Tel est le microcosme des places à table, qui donnent matière à beaucoup de controverses et d'ironie, pour un petit nombre de gens, alors que la plupart ignorent que le problème vienne à se poser.

En effet, ne parait-il point étrange qu'à une époque où l'esprit est sollicité par tant de tragiques et vastes questions, un tel point de sensibilité névralgique se révèle chez ceux-là mêmes qu'on aurait pu croire incapables de s'intéresser tant soit peu à d'aussi minces rivalités.

Quelque savant découvrira sans doute, un jour, qu'il y a un bacille de la place à table, propagateur sournois de cette petite épidémie tenace et curieuse qui conduit ceux qui en sont atteints à se moquer éperdument les uns des autres, chacun ne prenant au sérieux que son propre mal.

Tel ce grand seigneur étranger, volontiers souriant devant la susceptibilité des autres qui, à un dîner de cour, et comme il venait de s'asseoir à une place qu'il estimait ne point correspondre à son rang, murmurait assez haut pour être entendu : "Est-ce que les plats arrivent jusqu'ici ?"

Chez tel autre, le même désappointement s'exprimait sur un mode élégiaque. Sa voisine qui le connaissait bien lui disait :

- Bien qu'heureuse d'être à côté de vous, je ne puis admettre qu'on ne vous ait pas mis plus haut.

D'un air attristé, prenant la main compatissante, il répondit :

- Merci, vous me comprenez !

Et jusqu'où peut aller cette hantise ! Un jour l'on faisait part à un monsieur très important des fiançailles d'une de ses nièces avec un homme, fort comme il faut, dont elle était éprise, mais de lignage moins illustre que la jeune fille. L'oncle fit la moue. Autour de lui on plaidait en faveur de ce mariage qu'allait couronner un grand sentiment.

- Oui murmura le vieux parent, maussade, je connais ça, trois ans d'amour et quarante ans de bout de table.

En revanche, que de gens traitent avec la plus sereine désinvolture cette casuistique. Le maître Forain a illustré cette disposition d'esprit en un de ses plus célèbres dessins, où il représente la femme d'un ministre disposant - c'était il y a quarante ans - les cartons sur lesquels étaient inscrits les noms des convives.

Elle dit négligemment à son mari :

- Mon ami, où f.......-nous le nonce ?

Si elle avait songé à consulter le protocole, elle aurait appris que le nonce, doyen du corps diplomatique, occupe la première place.

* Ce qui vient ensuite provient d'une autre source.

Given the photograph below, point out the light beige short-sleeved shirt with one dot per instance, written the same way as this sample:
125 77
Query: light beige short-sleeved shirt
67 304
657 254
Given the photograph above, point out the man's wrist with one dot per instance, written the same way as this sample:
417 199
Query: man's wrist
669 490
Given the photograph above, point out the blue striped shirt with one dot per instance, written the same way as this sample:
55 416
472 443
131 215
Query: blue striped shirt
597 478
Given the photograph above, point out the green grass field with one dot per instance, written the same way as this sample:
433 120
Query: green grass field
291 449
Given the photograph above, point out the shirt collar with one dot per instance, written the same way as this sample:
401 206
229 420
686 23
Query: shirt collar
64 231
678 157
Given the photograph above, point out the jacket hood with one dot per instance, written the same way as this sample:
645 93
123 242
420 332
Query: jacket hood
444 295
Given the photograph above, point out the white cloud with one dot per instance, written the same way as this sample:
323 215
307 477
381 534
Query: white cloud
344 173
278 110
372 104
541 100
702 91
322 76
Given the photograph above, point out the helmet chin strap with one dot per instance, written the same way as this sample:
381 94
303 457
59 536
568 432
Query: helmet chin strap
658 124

Article du Duc de Lévis-Mirepoix et du Comte Félix de Voguë publié dans le Figaro du 30 octobre 1937 (Source Gallica/BNF)

Certaines anecdotes de l'article sont également rapportées par Gabriel-Louis Pringué dans son ouvrage récemment réédité 30 ans de dîners en ville.

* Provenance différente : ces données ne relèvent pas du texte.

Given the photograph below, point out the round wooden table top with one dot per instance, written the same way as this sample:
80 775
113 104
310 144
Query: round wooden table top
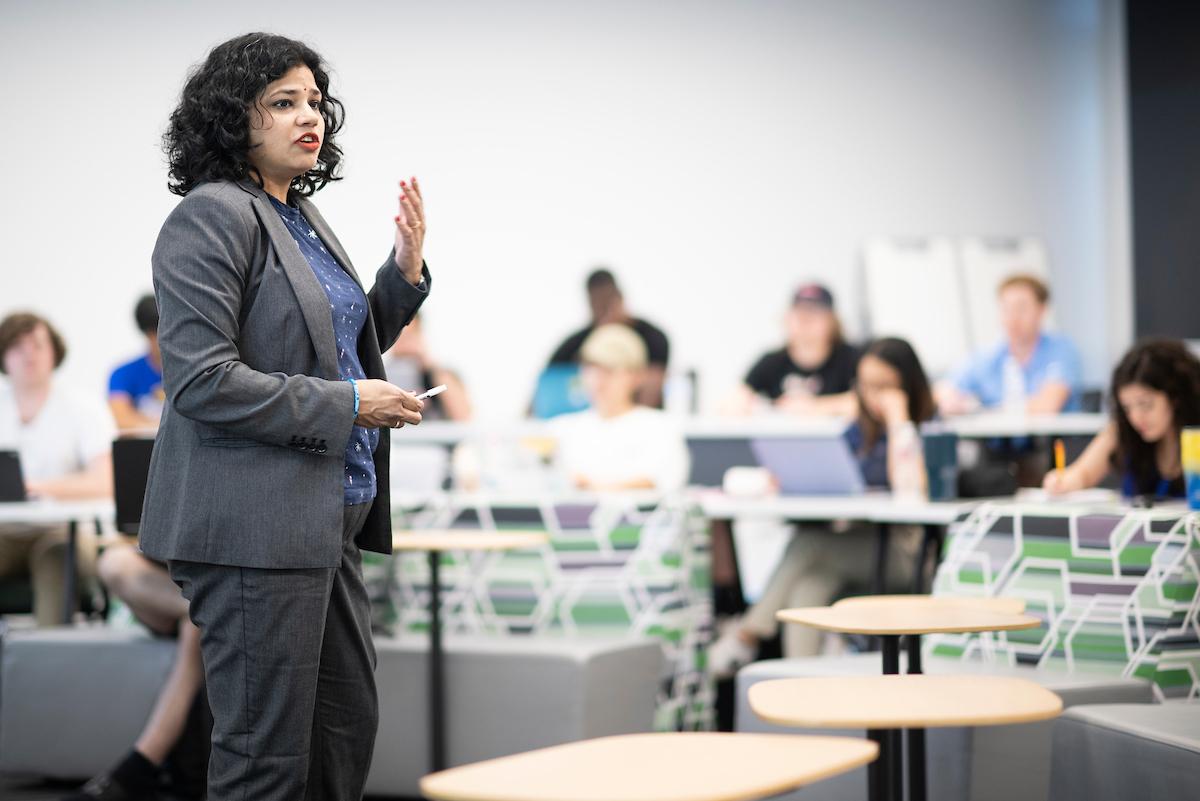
689 766
1002 604
467 540
906 618
901 702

Source Gallica.bnf.fr / Bibliothèque nationale de France

Dessin de Jean-Louis Forain tiré de l'album "Doux Pays" - Source : gallica.bnf.fr / Bibliothèque nationale de France 

 

 


Je suis bien touchée, Monseigneur, que votre Altesse m’ait traitée en parente.

La Duchesse de N. citée par Gabriel-Louis Pringué dans «30 ans de dîners en ville»

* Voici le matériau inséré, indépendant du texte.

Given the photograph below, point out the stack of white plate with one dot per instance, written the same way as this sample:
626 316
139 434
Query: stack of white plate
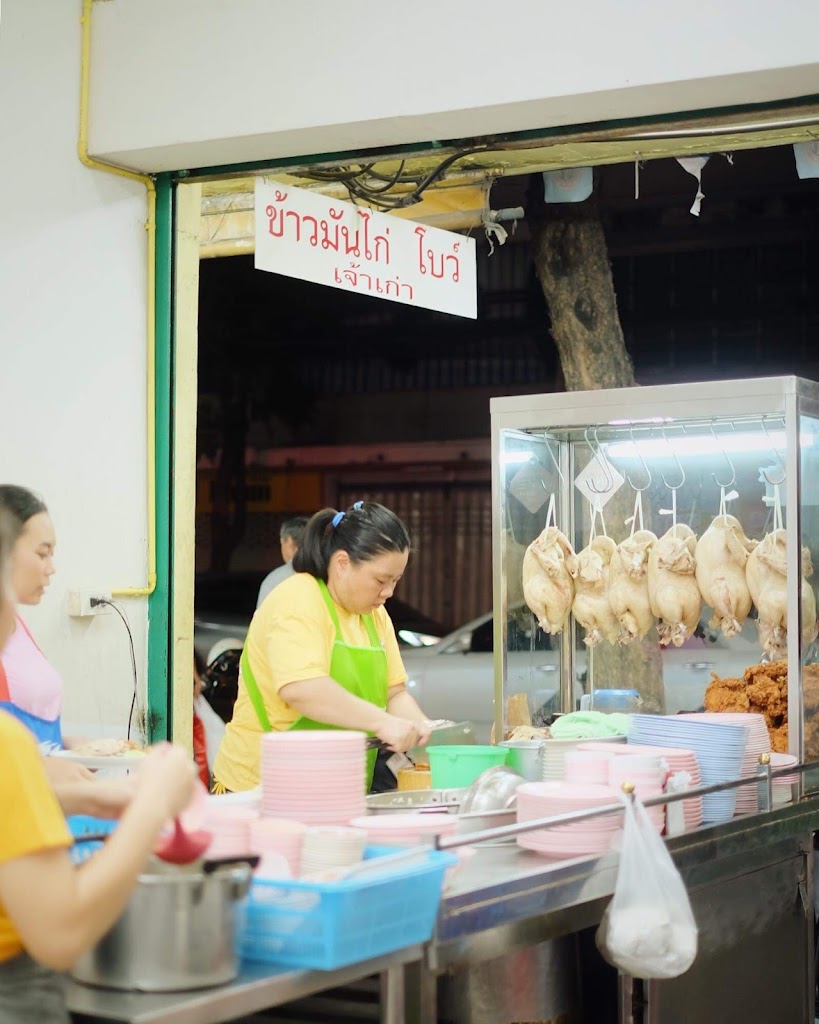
647 773
720 752
759 742
272 838
326 847
554 756
315 776
580 839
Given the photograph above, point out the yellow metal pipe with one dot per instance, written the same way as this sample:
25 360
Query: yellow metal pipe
151 227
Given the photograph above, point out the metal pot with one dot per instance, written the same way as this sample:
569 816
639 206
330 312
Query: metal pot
179 931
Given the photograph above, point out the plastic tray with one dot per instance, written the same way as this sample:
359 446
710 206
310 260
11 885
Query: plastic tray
332 924
83 824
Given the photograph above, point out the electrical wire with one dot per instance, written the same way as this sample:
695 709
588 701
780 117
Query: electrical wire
359 183
113 604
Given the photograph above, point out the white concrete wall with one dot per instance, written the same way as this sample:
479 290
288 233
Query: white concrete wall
73 371
187 83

Il n’est pas toujours aisé de réaliser un plan de table sans froisser des invités. Le dernier propriétaire de Chantilly en a lui-même fait l’expérience.

‘La Duchesse de N.[...], invitée à déjeuner par le Duc d’Aumale dans son château de Chantilly en même temps que la Baronne J. de R.[...], ne fut pas peu stupéfaite de se voir placer à gauche du prince tandis que la Baronne était à la droite de l’Altesse royale. Elle ne dit rien, mais comme elle prenait congé et faisait sa plus belle et profonde révérence, elle déclara : «Je suis bien touchée, Monseigneur, que votre Altesse m’ait traitée en parente.»’

Parmi les autres anecdotes rapportées, nous pouvons également citer celles-ci :

 ‘Une duchesse, apprenant par les confidences de son valet de pied à sa femme de chambre, qu’elle sera mal placée au dîner auquel elle doit se rendre le lendemain, téléphona aussitôt [...] à la maîtresse de maison : «impossible de venir dîner demain, suis trop inquiète du sort de l’Europe.»’

 ‘Le caricaturiste Forain avait représenté dans un de ses dessins un grand seigneur bien connu devant une somptueuse table préparée chez lui pour un grand dîner se grattant le front d’un air perplexe. La légende était : «Comment ferais-je pour me mettre à ma droite.»’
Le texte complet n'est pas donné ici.